Dan benar yang Radit tanyakan. Radit sudah menjadi bagian hidupnya yang sangat dekat, hingga pertengkaran kemarin memberikan dampak juga dalam kesehatannya.
"Maafin aku, Bel," tutur Radit berkali-kali dengan sangat tulus langsung menarik Bella dalam dekapan.
Menenggelamkan wajahnya pada dada bidang suami yang sangat hangat. Membekapnya dalam di tengah semerbak parfum yang akan menjadi candunya setelah ini.
Belaian halus pada puncak rambutnya juga sangat Bella nikmati saat ini melupakan semua yang pernah terjadi di antara keduanya.

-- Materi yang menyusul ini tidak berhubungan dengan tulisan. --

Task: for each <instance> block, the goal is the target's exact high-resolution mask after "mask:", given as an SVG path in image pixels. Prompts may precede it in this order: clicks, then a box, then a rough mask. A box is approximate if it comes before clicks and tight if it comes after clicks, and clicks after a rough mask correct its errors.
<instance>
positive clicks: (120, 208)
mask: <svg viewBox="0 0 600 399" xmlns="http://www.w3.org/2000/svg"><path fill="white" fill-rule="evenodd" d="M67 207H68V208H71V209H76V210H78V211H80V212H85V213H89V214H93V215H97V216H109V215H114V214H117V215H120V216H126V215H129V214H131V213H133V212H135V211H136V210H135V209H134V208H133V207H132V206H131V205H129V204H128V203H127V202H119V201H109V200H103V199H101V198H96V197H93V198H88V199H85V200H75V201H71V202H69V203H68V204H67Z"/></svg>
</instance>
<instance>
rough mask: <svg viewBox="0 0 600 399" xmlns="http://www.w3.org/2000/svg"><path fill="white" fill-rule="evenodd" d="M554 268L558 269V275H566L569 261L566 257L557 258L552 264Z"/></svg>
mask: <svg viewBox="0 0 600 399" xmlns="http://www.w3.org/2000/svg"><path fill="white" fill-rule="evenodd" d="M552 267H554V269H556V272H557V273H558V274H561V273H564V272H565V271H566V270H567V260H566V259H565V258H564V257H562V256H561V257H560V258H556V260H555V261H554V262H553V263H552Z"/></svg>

Bella yang sempat terkejut dengan sikap Radit, lama-kelamaan mulai melunak. Menyerahkan jiwa dan raganya hanya untuk suaminya saja. Membiarkan dekapan itu kembali memberinya energi atas semua yang sudah menimpanya.
Kecupan bertubi-tubi juga Bella rasakan memenuhi semua anggota wajahnya. Radit sudah hampir merasakan semua kelembutan wajahnya kecuali di satu titik. Tidak menjamahnya meski Bella tahu ini bisa membuat mereka berdua candu.
Ya, hingga sekarangpun Radit belum pernah menjamah bibir ranum Bella secara terang-terangan. Menyisakan bagian ini selalu yang Bella sendiri tak tahu apa maksud suaminya.
"Jangan takut sama aku, ya? Aku akan menjagamu selalu setelah ini.
Aku enggak mau kamu sakit lagi, hingga lemah tak berdaya kayak gini." Masih pada dekapan yang sama. Masih saling menguatkan dan menghangatkan. Menyerap harumnya rambut istrinya yang sangat wangi.
"Terus berada di sini aku ya, Mas. Aku enggak mau jauh-jauh dari kamu."
"Tentu, Sayang."
Begitu lama mereka saling beradu rasa satu sama lain. Begitu lama mereka saling menaruh harap satu sama lain. Kelembutan Radit yang jarang diketahui banyak orang, memang sangat terlihat membuat Bella terlena akan semua kenikmatan.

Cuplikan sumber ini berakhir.